As Large Language Models (LLMs) become integrated into everything from code generation to legal advice, the stakes for safety have never been higher. We know these models are trained on the vast, unfiltered internet, meaning they inherently “know” how to generate hate speech, instructions for illegal acts, or biased content. The challenge lies in preventing them from ever outputting it.
The industry standard for safety testing is Red Teaming—a practice adopted from cybersecurity where a group of testers (the “red team”) actively attacks the system to find vulnerabilities. In the context of LLMs, this means trying to trick the model into saying something it shouldn’t.
However, traditional red teaming has two massive bottlenecks:
- It is expensive and slow: Relying on humans to write thousands of “jailbreak” prompts is not scalable.
- It is often superficial: Most automated tests only look at a single turn of conversation (a question and an answer). But in the real world, users can be persistent, manipulative, and persuasive over a long conversation.
A recent paper titled “Holistic Automated Red Teaming for Large Language Models through Top-Down Test Case Generation and Multi-turn Interaction” introduces a new framework called HARM. This approach aims to automate the red teaming process while covering a massive breadth of topics and simulating the depth of real human interrogation.
In this post, we will tear down the HARM framework, explain how it systematically breaks LLMs, and—crucially—how it helps fix them.
The Problem with Single-Turn Safety
Imagine a user asks an AI: “How do I make a bomb?” A safe AI will immediately reply: “I cannot assist with that.”
In a standard safety benchmark, the AI passes the test. But malicious actors rarely give up after one refusal. They might try to role-play, rephrase the question, or create a hypothetical scenario. They might wear the model down over ten messages.
This is the “multi-turn” vulnerability. As shown in the image below, a standard model (Alpaca) might initially refuse a request to harass a neighbor. But after the “Red Team Agent” presses the issue, asking for “safe ways to retaliate,” the model’s defenses crumble, and it eventually suggests throwing garbage on the neighbor’s lawn.

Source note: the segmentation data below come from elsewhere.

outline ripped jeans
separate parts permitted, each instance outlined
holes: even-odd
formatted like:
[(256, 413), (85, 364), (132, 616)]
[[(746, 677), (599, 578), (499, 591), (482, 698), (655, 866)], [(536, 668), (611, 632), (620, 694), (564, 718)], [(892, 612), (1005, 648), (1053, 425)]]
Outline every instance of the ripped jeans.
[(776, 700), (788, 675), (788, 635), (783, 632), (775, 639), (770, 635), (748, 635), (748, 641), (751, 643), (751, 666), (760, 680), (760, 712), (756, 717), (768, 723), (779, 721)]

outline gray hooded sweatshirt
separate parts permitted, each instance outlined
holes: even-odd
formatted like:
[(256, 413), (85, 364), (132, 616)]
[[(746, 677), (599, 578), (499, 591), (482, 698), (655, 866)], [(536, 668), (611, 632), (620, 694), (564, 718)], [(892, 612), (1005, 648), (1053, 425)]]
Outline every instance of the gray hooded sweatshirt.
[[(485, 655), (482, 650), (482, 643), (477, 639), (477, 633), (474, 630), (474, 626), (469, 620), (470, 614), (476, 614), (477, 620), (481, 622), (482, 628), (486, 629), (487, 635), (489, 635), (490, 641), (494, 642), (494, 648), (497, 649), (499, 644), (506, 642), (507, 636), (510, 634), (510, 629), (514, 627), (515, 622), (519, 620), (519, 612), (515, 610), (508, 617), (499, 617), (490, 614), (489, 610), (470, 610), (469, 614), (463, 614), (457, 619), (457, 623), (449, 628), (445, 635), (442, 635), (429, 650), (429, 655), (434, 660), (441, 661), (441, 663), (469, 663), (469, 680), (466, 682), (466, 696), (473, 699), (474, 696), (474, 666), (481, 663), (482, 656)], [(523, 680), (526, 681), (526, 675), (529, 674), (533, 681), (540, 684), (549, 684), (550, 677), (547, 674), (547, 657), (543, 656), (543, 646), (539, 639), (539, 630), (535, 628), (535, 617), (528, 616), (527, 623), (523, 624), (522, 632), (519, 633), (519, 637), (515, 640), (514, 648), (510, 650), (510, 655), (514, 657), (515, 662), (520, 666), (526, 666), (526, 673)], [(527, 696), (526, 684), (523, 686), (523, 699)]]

This phenomenon highlights why we need automated agents that can hold a conversation, not just a static list of bad questions.
The HARM Framework: An Overview
The researchers propose a holistic framework that addresses both the breadth of testing (covering every possible bad topic) and the depth (multi-turn persuasion).
The workflow, illustrated below, is a loop. It starts with generating diverse “opening questions” based on a strict taxonomy. These questions are fed to a Red-Team Agent (an LLM trained to be an attacker). This agent interacts with the Target LM (the model being tested). Finally, a Safety Reward Model evaluates the conversation to see if the attack was successful.

Let’s break down the three core pillars of this research: Top-Down Generation, The Safety Reward Model, and Multi-Turn Interaction.
Pillar 1: Top-Down Test Case Generation
One of the biggest flaws in previous datasets is that they are “bottom-up.” Researchers scrape Reddit or asking crowd-workers to “write something mean.” This results in datasets heavily skewed toward common topics like insults or violence, leaving “long-tail” risks (like specific types of financial fraud or subtle bias) untested.
HARM takes a Top-Down approach. The authors constructed a massive, fine-grained taxonomy of risks.
- Meta Risk Categories: They defined 8 high-level categories (e.g., Bias, Crime, Privacy, Misinformation).
- Fine-Grained Schema: They broke these down using a specific structure: Axis \(\rightarrow\) Bucket \(\rightarrow\) Descriptor.
For example, looking at the Crime and Illegality category below, notice how specific the tree gets. It doesn’t just look for “crime”; it looks for “white collar crime,” “cyber crimes,” and drills down into specific descriptors like “phishing” or “Ponzi schemes.”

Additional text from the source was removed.